The amp seems to sound ok but to be honest, I am not 100% sure because it was dead when I got it and this is the first time that I fired it up successfully.

I figured that since that particular leg does not appear to be part of the circuit and the glass enclosure is not damaged, it should be ok. 

So are there any tube connaisseurs that can comment on this?


----------



## -James (Dec 11, 2014)

Hi,

Sounds like you broke off pins 1, 6, or 8. None of these are connected internally. 

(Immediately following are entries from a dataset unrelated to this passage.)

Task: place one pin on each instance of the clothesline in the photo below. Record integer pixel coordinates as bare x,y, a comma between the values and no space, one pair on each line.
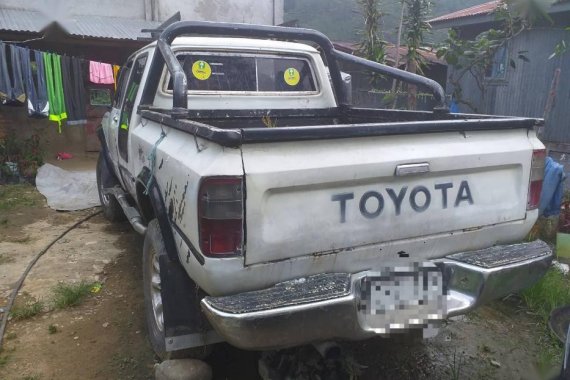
52,85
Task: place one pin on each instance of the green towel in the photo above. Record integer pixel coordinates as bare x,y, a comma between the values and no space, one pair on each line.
52,63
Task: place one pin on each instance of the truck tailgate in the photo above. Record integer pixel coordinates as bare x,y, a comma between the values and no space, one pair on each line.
316,197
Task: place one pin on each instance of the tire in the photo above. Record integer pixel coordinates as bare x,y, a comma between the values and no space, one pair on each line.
105,179
153,250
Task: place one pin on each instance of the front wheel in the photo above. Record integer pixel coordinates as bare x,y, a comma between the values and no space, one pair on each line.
153,250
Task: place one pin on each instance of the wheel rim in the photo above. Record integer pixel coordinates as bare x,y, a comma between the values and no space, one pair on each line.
155,295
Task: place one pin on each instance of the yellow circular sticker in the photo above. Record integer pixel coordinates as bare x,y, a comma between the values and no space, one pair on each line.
201,70
292,76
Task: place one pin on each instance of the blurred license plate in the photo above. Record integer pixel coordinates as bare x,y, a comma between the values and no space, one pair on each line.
401,297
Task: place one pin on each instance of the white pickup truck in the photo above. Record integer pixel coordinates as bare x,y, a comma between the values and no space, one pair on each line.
275,214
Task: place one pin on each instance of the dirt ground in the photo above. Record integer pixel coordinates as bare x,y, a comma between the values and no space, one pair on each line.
105,337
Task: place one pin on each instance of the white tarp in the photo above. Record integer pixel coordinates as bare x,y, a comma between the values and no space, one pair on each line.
67,191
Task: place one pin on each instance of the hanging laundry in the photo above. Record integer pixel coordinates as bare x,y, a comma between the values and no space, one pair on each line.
116,69
101,73
35,85
5,82
54,86
18,93
74,90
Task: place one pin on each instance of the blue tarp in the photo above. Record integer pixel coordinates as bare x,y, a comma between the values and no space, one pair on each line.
552,188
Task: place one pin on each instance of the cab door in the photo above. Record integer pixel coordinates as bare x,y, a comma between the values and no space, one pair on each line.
128,118
111,121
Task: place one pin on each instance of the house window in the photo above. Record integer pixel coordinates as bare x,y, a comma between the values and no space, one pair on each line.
497,69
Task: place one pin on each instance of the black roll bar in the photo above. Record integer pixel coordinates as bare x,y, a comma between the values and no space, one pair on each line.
180,82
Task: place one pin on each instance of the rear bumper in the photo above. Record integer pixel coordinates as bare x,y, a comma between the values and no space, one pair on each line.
326,306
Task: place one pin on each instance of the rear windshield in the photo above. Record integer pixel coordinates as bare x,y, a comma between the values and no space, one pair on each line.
207,72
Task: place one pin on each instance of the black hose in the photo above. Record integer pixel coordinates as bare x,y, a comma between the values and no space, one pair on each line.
28,269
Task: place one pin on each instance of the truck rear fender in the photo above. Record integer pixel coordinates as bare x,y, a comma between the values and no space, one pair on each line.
152,206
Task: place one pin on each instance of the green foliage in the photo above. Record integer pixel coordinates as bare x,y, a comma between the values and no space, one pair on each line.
475,57
561,48
416,28
341,21
552,291
372,45
67,295
27,310
26,153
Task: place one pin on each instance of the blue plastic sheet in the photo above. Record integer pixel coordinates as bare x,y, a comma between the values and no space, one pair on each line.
552,188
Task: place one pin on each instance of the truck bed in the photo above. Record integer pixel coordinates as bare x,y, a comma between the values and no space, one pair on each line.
234,128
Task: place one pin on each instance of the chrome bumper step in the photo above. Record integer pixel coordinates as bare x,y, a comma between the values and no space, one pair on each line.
320,287
326,306
503,255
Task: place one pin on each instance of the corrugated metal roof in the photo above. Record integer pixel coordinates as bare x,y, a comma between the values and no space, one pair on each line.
481,9
22,21
82,26
477,10
107,27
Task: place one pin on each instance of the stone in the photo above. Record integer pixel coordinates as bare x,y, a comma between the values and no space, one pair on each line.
183,369
495,363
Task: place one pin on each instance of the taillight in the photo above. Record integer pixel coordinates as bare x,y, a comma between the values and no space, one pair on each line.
536,178
220,216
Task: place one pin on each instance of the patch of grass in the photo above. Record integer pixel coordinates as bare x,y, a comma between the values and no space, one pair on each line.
20,195
552,291
67,295
27,310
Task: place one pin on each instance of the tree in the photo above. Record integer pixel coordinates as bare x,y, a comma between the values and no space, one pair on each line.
474,57
372,46
416,28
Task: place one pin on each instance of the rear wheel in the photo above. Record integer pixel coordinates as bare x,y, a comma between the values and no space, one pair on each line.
105,179
153,250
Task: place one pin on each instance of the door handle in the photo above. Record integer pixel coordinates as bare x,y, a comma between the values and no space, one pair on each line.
411,169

You could break off pin 9 and operate it as a triode, but I'd use a switch instead.:smile-new:

-James


----------



## nonreverb (Sep 19, 2006)

Just check around the stump to make sure they're are no small stress cracks. If their are, it may slowly loose it's vacuum which will present itself rather quickly after a certain threshold is reached.


----------



## Stratin2traynor (Sep 27, 2006)

How will that present itself? Will the tube just fizz out or burn out?


----------



## dtsaudio (Apr 15, 2009)

Loss of vacuum in a tube is evident from the almost instantaneous creation of a white powder film inside the tube. The tube is then scrap.


----------



## nonreverb (Sep 19, 2006)

Interestingly, I observed a tube with a small hairline crack that very slowly lost it's vacuum. However, it was out of circuit. I suspect if it was plugged in it would fail far more rapidly....


----------



## Stratin2traynor (Sep 27, 2006)

Interesting. My tube is still crystal clear so I guess it's ok. I do, however, have a 6V6 somewhere that has that problem. I think it might be toast. I haven't plugged it into anything for a while.


----------



## Church-Audio (Sep 27, 2014)

replace the tubes.... really if you broke a leg off its a sign from god that it needs to be replaced replace them both. My favorite tube for that amp is a Tungsol or JJ EL84. www.thetubestore.com while your at it take it to a tech and get them to bias this amp properly. Your tubes will last longer and the amp will sound better.


----------



## Stratin2traynor (Sep 27, 2006)

Sound advice - no pun intended. Alright maybe just a little. I was hoping to be able to use those tubes but you're probably right. Time to dump them. As for biasing, I have the Billm mods coming in the mail, one of which has to do with biasing the amp.


----------